NOTE 7. CREDIT FACILITY

        The Company had a $3.0 million credit facility with the Bank of America, which expired May 31, 2013. The agreement allowed the Company to issue letters of credit up to $3.0 million and was collateralized by a security interest in various certificates of deposit held by the Company. As of December 29, 2012, the Company had $3,000,000 of certificates of deposit collateralized for the outstanding letters of credit with Bank of America. These certificates of deposit were reported as restricted funds. As letters of credit are drawn upon or replaced through our new credit facility described below, the restricted funds were released. There are no longer any outstanding letters of credit under this facility.

        On July 25, 2013, we entered into a new five year credit agreement ("credit agreement") with Wells Fargo Bank, National Association (the "Bank"). The credit facility ("Credit Facility") provides the Company with a line of credit of $25 million for short term borrowings and letters of credit with a sublimit of $5.0 million. Short term borrowings are limited to the lower of the line of credit available or the borrowing base available as defined in the Credit Agreement. Any borrowings that the Company may incur in the future under the Credit Facility are due and payable on July 25, 2018, at which time the facility terminates.

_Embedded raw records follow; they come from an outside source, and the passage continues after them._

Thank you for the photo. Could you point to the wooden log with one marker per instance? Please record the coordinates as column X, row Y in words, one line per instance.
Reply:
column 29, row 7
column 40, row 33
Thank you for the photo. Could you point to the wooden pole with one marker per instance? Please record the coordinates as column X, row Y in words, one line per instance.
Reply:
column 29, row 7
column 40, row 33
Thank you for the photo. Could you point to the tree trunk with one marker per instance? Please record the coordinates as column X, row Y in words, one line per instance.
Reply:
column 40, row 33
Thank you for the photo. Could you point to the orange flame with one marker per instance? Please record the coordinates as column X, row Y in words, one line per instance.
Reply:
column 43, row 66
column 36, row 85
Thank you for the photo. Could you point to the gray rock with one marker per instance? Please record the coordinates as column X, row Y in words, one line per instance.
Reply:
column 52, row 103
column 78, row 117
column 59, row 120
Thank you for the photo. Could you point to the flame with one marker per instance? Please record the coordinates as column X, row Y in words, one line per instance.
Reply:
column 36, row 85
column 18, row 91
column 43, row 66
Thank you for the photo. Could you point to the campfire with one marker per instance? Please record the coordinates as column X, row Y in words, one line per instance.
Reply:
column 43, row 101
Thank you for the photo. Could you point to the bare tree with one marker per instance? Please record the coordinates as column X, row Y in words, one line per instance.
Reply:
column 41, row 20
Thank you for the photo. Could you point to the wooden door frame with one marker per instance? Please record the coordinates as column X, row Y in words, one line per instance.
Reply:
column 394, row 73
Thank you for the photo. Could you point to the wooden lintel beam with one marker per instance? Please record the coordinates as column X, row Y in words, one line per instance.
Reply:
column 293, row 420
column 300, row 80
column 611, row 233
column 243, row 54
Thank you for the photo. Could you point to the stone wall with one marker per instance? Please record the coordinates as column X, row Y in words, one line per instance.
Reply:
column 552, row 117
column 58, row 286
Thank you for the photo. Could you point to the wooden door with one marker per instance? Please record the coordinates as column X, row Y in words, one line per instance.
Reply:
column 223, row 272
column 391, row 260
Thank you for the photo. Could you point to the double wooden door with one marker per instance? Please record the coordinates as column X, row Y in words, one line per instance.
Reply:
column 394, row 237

        Borrowings under the Credit Facility bear interest, at the Company's option, either at the London interbank offering rate ("LIBOR") Margin or at the Base Rate Margin. LIBOR Margin is equal to LIBOR plus a margin of 1.50% per annum when the average daily availability is equal to or greater than 50% of the borrowing base. When the average daily availability is less than 50% of the borrowing base, the LIBOR Margin is equal to LIBOR, plus a margin of 1.75% per annum. Base Rate Margin is equal to the base rate as defined below, plus a margin of 0.50% per annum when the average daily availability is equal to or greater than 50% of the borrowing base. When the average daily availability is less than 50% the Base Rate Margin is equal to the base rate as defined below, plus a margin of 0.75% per annum. The base rate, as defined in the Credit Agreement, is a fluctuating rate per annum equal to the highest of (a) the U. S. federal funds rate, plus a margin of 0.50% per annum, (b) the adjusted LIBOR rate plus a margin of 1.00% or (c) the Wells Fargo prime rate in effect at that time.

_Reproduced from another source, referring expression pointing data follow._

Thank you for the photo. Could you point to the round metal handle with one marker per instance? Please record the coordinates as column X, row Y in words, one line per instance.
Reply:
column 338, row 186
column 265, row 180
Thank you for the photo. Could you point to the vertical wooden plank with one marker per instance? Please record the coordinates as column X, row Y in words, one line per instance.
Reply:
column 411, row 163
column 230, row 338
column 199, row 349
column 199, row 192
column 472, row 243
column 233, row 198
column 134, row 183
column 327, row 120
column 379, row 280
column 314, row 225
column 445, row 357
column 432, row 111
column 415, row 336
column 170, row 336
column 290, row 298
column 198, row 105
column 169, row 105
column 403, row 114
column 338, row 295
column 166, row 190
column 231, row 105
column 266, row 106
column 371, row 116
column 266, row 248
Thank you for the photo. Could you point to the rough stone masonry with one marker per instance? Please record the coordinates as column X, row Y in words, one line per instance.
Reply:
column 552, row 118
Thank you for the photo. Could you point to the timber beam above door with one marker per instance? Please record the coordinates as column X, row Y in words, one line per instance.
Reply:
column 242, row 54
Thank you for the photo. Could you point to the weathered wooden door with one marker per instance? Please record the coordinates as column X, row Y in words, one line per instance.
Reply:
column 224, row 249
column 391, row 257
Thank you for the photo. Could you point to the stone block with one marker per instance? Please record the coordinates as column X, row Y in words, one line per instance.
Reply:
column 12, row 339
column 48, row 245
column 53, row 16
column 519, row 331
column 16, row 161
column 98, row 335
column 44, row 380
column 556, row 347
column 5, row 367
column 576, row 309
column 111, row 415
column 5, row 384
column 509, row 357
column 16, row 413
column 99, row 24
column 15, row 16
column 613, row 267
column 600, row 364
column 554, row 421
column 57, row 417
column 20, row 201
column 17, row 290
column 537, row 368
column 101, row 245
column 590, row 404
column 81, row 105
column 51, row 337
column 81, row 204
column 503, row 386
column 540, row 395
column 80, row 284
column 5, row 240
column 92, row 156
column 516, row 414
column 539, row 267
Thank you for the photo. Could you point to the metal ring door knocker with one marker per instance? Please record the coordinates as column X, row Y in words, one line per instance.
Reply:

        The obligations of the Company under the Credit Facility are secured by liens on all assets of the Company. The Credit Agreement contains various customary covenants, including, but not limited to, limitations on indebtedness, liens, investments, dividends or other capital distributions, purchases or redemptions of stock, sales of assets or subsidiary stock, transactions with affiliates, line of business and accelerated payments of certain obligations and minimum availability requirement.

        The Credit Agreement contains events of default customary for similar financings. Upon the occurrence of an event of default, the outstanding obligations under the Credit Facility may be accelerated and become due and payable immediately. In addition, if a certain change of control event occurs with respect to any loan party, the Lenders have the right to require the Company to repay any outstanding loans under the Credit Facility.

        The Company had outstanding letters of credit of $1.1 million under the Credit Facility and no borrowings as of December 28, 2013.

        During fiscal 2013, the Company recorded $1.1 million of deferred financing costs in connection with the Credit Agreement, which are included in other assets at December 28, 2013 and is being amortized on a straight line basis through July 2018.